Upgrade Play 2.9.0 and drop Java 8

[sentenza]

sun.security.x509.

This Play doc](https://www.playframework.com/documentation/2.9.x/Migration29#Generation-of-Self-Signed-Certificates-Fails-in-Java-17-and-Java-21) explains why we get the error in pipelines.

In fact, we set the https.port only in staging and so on, but we do not have any valid certificate.

In the process of binding an HTTPS port, Play typically generates a self-signed certificate as a default procedure. However, when using Java 17, this operation may lead to the following exception:

java.lang.IllegalAccessError: class com.typesafe.sslconfig.ssl.FakeKeyStore$ 
(in unnamed module @0x68c8dd0e) 
cannot access class sun.security.x509.X509CertInfo (in module java.base) 
because module java.base does not export sun.security.x509 to unnamed 
module @0x68c8dd0e (FakeKeyStore.scala:89)
com.typesafe.sslconfig.ssl.FakeKeyStore$.createSelfSignedCertificate(...

To solve this issue in production/staging we have to export a specific var:

    export JAVA_TOOL_OPTIONS="$JAVA_TOOL_OPTIONS --add-exports=java.base/sun.security.x509=ALL-UNNAMED";

[sentenza]

@mkurz @ihostage Do you know how to solve the following error?

java.lang.IllegalArgumentException: GrpcClientSettings requires a server endpoint with ssl, but non provided (JavaAkkaGrpcClientHelpers.java:66)

[ihostage]

Hi, @sentenza!

@mkurz @ihostage Do you know how to solve the following error?

No, I haven't seen that yet 🤷‍♂️ I'll look this, but only when we will have released a 0.9.2 which is compatible with Play 2.8.x.

[sentenza]

The exception that is blocking tests for JDK 11 right now is:

PKIX path building failed: sun.security.provider.certpath.SunCertPathBuilderException: unable to find valid certification path to requested target

This blog post describes this kind of errors.

As pointed out in this comment it should be also possible to avoid any check on SSL certs but I don't see where to put this kind of configuration in this project:

ws.acceptAnyCertificate = true play.ws.ssl.loose.acceptAnyCertificate = true

[mkurz]

Rebased etc, will try to make this working asap.

[mkurz]

@sentenza It seems you force pushed this branch which overrides changes that we had merged in the main branch already (and my rebase with fixed conflicts yesterday).

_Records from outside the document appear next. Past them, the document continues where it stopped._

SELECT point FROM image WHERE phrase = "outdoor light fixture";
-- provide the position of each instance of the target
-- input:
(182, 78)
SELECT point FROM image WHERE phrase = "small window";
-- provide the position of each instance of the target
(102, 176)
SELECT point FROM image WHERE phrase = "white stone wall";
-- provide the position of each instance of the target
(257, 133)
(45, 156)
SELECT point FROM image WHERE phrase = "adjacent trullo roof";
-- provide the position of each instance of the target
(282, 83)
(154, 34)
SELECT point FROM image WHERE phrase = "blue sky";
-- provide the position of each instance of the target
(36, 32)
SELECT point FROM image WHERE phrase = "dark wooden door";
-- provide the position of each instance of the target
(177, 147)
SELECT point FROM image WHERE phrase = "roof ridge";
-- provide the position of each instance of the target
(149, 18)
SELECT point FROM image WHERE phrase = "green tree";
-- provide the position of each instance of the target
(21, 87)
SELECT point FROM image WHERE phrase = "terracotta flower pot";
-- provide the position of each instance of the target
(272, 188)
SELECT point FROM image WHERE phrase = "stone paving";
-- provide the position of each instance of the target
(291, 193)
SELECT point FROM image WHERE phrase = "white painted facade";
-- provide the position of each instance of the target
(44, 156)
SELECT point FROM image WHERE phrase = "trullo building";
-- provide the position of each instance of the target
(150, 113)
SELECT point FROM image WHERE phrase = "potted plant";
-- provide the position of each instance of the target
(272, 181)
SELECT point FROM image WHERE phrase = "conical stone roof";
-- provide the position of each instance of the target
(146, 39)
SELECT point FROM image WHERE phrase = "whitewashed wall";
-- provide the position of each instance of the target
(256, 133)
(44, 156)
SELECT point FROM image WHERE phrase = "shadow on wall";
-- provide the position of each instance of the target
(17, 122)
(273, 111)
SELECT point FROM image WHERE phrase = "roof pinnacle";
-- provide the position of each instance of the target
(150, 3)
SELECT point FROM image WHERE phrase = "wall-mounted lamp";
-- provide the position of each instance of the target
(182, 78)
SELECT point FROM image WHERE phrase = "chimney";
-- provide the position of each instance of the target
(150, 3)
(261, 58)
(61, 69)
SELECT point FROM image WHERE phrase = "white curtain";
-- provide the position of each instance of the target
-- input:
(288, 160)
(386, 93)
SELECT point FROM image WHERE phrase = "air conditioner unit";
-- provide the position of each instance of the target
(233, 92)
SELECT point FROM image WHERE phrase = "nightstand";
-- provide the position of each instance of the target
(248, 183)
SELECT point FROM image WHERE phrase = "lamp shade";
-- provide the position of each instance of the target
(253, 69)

I fixed that now and force pushed myself again, so we should have a clean state now. Can you do me a favor and make sure you are up to date locally? Fetch the changes and then when on your upgrade-play28 branch please run git reset --hard origin/upgrade-play28, if origin refers to the the remote of your github fork, should be like this:

$ git remote -v
origin        git@github.com:sentenza/play-grpc.git (fetch)
origin        git@github.com:sentenza/play-grpc.git (push)

[sentenza]

@sentenza It seems you force pushed this branch which overrides changes that we had merged in the main branch already (and my rebase with fixed conflicts yesterday). I fixed that now and force pushed myself again, so we should have a clean state now.

@mkurz I've double checked and the problem was generated by my previous pull strategy (ff). After switching to git config pull.rebase true this issue is gone. My remotes were already correct.

[mkurz]

Depends on

• https://github.com/playframework/scalatestplus-play/pull/479

[sentenza]

@mkurz I would have preferred to see my changes as well, but anyway thank you for solving the issues.

[sentenza]

@mkurz are you going to publish a new version targeting Play 2.9?

[ihostage]

@mkurz are you going to publish a new version targeting Play 2.9?

I think we should try to support Scala 3 before release a new version.

[mkurz]

@mkurz I would have preferred to see my changes as well, but anyway thank you for solving the issues.

Sorry, I was working on it since yesterday and diffed to your branch some things were similiar but I had already commited more locally. To save time I just pushed for now instead of reverting some of your changes that weren't necessary and to safe time solving conflicts. Usually I don't do that, just now I wanted to move on quickly.

@mkurz are you going to publish a new version targeting Play 2.9?

Actually it would be nice if we could cross compile to Scala 3 first... I started a PR for this. I will branch off a 0.11.x branch that will be for Play 2.9, the Pekko PR we can merge on main and then on top try to get Scala 3 working, because it is hard to get it working with 2.9 because akka-http 10.2 is not published for Scala 3, so this is more cumbersome. Once we have Scala 3 working in the main branch (on top of Pekko), we can backport the relevant Scala 3 changes to the 0.11.x branch and then figure out how to get things working with the old akka-http artifacts (probably using the cross(CrossVersion.for3Use2_13) workaround in some places.